TTC unveils new "Rocket" subway trains
The TTC unveiled its brand new, Bombardier-built Rocket subway trains this morning at Downsview Station. Part of the long-term plan to renew the TTC's aging fleet, the new cars are more spacious and accommodate slightly more seats. The TTC estimates that the new trains will increase capacity by about a 120 passengers, which is up 8-10 percent from the current T1 trains.
The most noticeable change among the many -- and the reason they will hold more passengers -- is that the trains are now open-length, which means that a connecting passage allows riders to travel seamlessly from one car to the next (there are six cars in total). In an empty train, one can look straight from one end to the other.
Other key features include red anti-microbial stanchions to hold on to, an easier to access wheelchair area with a blue light on the exterior of the train to mark their locations, an active route map that shows where the train is on the line, an electronic information display system, a passenger alarm intercom, and an emergency evacuation ramp at the front of the train.

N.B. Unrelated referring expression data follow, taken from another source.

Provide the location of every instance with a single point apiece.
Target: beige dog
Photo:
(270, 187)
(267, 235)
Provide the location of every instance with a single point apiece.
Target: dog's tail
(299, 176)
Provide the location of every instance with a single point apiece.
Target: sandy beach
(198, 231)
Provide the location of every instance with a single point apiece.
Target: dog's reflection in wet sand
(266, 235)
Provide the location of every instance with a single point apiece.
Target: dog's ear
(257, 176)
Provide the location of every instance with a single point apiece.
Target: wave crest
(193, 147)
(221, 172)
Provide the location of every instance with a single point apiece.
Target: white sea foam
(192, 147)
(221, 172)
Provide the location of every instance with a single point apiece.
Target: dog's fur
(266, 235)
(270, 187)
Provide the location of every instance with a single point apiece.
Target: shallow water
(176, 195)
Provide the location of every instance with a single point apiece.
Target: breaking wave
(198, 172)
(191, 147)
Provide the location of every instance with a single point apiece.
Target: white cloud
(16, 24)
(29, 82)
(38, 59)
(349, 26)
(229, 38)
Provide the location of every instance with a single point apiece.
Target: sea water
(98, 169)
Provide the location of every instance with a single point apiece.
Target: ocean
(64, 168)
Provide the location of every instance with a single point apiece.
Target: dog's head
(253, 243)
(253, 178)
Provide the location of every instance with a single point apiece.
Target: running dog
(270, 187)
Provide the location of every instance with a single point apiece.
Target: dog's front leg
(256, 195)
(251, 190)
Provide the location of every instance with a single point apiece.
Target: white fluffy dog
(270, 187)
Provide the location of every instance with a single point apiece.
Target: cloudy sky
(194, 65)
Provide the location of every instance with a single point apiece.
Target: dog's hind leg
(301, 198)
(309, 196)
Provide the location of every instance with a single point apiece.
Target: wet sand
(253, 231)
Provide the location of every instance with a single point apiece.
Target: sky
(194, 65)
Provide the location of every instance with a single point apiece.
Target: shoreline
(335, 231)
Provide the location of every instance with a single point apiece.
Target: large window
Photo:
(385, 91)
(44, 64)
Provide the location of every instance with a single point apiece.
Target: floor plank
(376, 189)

The Rocket trains are also said to be more energy efficient, but I've yet to get my hands on specific figures that outline the savings.
13 of these Rocket trains are expected to be running on the system a few months after the new year at a cost of $237.6-million, and the TTC plans to roll out a total of 234 of these new cars between 2010 and 2014.
My first impression is that these subways are pretty slick, and will be much easier for passengers to navigate when they are crowded. And though it might take a little getting used to, the open-length concept could be a real winner -- that is, unless you're trying to get away from some belligerent passenger who will no longer be separated by the closed doors of another car. But, that, of course, is a small price to pay for the increased functionality of the new trains.